In reading the international news headlines, there is a lack of direct scrutiny by the international community to this day on China’s Uighur crisis. Just last year, the United Nations reported that 1 million Uighur or more were being held in brutal “re-education” detention camps. Yet, nothing has changed.
The Chinese government has been aiming to change Uighur Muslims’ political thinking, erase their belief in Islam, and ultimately reshape their identities via torture, extrajudicial executions, arbitrary arrest and detention, gang rapes, systemic sexual assaults, and murder. There has been a Human Rights Watch Report attesting to these facts, satellite image evidence, and several testimonies from escapees.
Although some countries condemned Chinas’s human rights abuses, the momentum to raise concerns or follow through with economic sanctions to put pressure on China has not lasted. The international community’s response could instead be likened to reluctance and hesitance to criticize Beijing publicly.
How much is the international community willing to ignore if the group being religiously persecuted is Muslims and not Christians?
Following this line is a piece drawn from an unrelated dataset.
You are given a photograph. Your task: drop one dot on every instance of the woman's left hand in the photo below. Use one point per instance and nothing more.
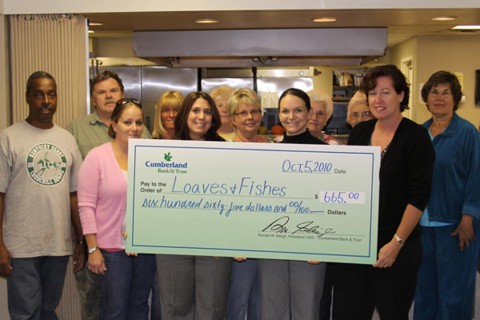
(387, 255)
(465, 232)
(134, 254)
And to what extent is the international community willing to turn a blind eye to one of the worst human rights crises of modern times due to our economic ties to China?
Islamaphobia is an epidemic, and the international community has a bad case of it. The international community needs to be an outspoken critic of religious persecution regarding Muslims, as they do other religions. No government should be able to tell people what religion to practice or persecute those who don’t comply.